The things that Lexis-Nexis searches turn up often boggle even my cynical mind. The Rocky Mountain News, for example, ran a very brief editorial item on September 16 about the philosophical connections between animal rights and anti-globalization activists and the terrorists who caused so much grief on September 11.
The Rocky Mountain News was outraged by a comment that appeared in a Wall Street Journal story which interviewed anti-globalization activists for their reaction to the bombing. One San Francisco-area activist actually told the Journal,
We’re supercritical of the terrorists’ scorn for human life. Why couldn’t they done what they did on a Sunday? There are always ways to make allowances for people’s lives.
The Rocky Mountain News comments that, “Anyone who suggests that shattering the World Trade Center with a hijacked jet on a Sunday night might be considered a concession to civilized norms needs to be under the care of a psychiatrist.”

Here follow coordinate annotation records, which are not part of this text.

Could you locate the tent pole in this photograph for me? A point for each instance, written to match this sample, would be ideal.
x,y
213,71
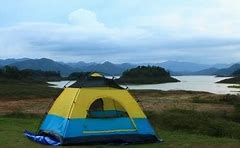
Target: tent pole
x,y
49,106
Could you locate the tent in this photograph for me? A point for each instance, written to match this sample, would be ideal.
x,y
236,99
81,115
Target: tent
x,y
94,110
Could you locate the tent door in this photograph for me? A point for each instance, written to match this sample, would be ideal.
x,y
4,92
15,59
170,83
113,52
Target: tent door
x,y
109,125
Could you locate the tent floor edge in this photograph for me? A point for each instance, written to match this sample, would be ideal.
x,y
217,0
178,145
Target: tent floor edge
x,y
112,139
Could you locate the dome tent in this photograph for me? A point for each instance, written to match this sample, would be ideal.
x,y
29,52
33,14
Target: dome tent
x,y
94,110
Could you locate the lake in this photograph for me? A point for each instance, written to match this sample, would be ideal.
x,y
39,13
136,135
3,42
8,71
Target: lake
x,y
194,83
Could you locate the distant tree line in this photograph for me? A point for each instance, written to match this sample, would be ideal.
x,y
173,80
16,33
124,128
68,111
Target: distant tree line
x,y
11,72
146,75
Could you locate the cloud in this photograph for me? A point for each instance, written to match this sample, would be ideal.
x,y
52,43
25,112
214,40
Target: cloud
x,y
187,33
84,18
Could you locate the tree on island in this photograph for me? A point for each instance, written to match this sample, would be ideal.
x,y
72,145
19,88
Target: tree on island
x,y
146,75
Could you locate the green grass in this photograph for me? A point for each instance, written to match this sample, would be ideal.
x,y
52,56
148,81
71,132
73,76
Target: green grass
x,y
197,123
11,129
15,90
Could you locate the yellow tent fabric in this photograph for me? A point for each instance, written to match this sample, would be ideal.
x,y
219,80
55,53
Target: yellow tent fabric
x,y
75,102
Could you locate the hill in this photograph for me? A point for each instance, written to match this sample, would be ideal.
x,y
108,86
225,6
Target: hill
x,y
28,75
106,67
234,80
44,65
209,71
11,61
228,71
146,75
182,66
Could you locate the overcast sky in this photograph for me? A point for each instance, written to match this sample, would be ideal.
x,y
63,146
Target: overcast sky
x,y
137,31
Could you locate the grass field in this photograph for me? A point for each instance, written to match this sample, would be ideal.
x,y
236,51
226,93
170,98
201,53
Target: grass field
x,y
11,129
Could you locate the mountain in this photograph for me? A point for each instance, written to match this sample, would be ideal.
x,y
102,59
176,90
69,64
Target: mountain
x,y
44,64
109,68
146,75
81,64
182,66
106,67
209,71
11,61
228,71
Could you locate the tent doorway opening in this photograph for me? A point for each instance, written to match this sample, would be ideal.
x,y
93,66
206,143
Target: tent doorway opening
x,y
108,116
106,108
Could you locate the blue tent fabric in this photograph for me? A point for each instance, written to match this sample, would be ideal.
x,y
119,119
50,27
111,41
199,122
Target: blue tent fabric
x,y
42,139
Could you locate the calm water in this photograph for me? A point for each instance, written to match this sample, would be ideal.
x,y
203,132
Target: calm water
x,y
194,83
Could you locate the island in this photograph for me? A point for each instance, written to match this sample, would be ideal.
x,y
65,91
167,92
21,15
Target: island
x,y
146,75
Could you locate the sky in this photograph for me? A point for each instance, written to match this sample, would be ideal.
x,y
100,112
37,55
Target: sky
x,y
135,31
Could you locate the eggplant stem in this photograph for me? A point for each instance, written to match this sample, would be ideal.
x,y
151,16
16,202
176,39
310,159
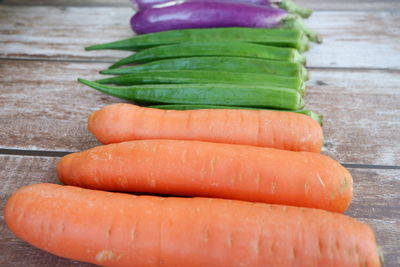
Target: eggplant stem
x,y
292,7
295,22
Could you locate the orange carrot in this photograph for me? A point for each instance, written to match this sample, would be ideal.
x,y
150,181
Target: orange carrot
x,y
114,229
276,129
193,168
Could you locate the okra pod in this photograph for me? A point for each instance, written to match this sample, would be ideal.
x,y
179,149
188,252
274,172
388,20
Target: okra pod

Indeed, one would suspect the validity and accuracy of the Wall Street Journal quote were it not so completely consistent with the direct action philosophy — as long as it only hurts property, the activists claim, it is not really violence. If the terrorists had managed to take out the World Trade Center without taking any lives but their own, this would have been just as valid a political statement as fire bombing laboratories or smashing in the windows of a local McDonald’s.
One of the upshots of the World Trade Center attack is likely to be an increased media emphasis on all acts of terrorism. Animal rights and environmental terrorists have largely been able to fly under the radar of national attention. The destruction of buildings at the Vail Ski resort received national attention for a few days, but for the most part terrorist acts by groups such as the Animal Liberation Front or Earth Liberation Front have been largely ignored by national media, having been relegated to being local affairs.
Hopefully, this will begin to change as the media and public realizes that the fear and trepidation many of us now feel is something that many medical researchers, animal agriculturalists and others have been living with for years.
Source:
Bankrupt explanation. The Rocky Mountain News, September 18, 2001.